Jason Kempin, Getty Images
Jason Kempin, Getty Images

Oscar-winning filmmaker Murray Lerner, known to Bob Dylan fans as the director behind the 1967 Newport Folk Festival documentary that captured him “going electric,” has died at the age of 90.

Variety brings word of Lerner’s death, which occurred Sept. 2 at his home in Long Island after several months of illness. “He was a complete filmmaker,” his son Noah told the trade. “A cinematographer first and foremost, but someone who also wrote, edited, produced, and directed.”

Culled from footage collected at the Newport Folk Festival between 1963-66, Lerner’s film Festival earned widespread acclaim, winning the San Giorgio Prize at the 1967 Venice Film Festival and marking him as a filmmaker with an uncommonly perceptive and detailed eye.
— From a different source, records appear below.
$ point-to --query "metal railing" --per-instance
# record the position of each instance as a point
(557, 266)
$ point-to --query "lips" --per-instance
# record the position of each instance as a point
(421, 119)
As Variety‘s report notes, the footage that Lerner compiled for Message to Love: The Isle of Wight Festival was still yielding fresh insights decades later; the filmmaker’s final effort, a documentary about Joni Mitchell‘s performance at the 1970 festival, is scheduled for release next year.

Lerner also returned to his Dylan Newport footage years later, putting together The Other Side of the Mirror: Bob Dylan at the Newport Folk Festival in 2007, but his interests extended well beyond rock ‘n’ roll. His later efforts focused on a wide array of subjects, and although he was always primarily known as a music documentarian, he trained his lens on a variety of genres, winning his 1981 Oscar for From Mao to Mozart: Isaac Stern in China. Even Festival, which attracted attention for its footage of Dylan marking his fateful evolution, captures more than early rock history.

“I’ll go out on a limb and say that equally significant was the footage Murray caught of the early U.S. black blues musicians who performed there and inspired a new generation,” argued Lerner’s friend, producer Martin Lewis. “Artists like Howlin’ Wolf, Mississippi John Hurt and John Lee Hooker didn’t have many performing opportunities at that time in the U.S. They were more popular in England. The one place they did find a home in America was the Newport Folk Festival.”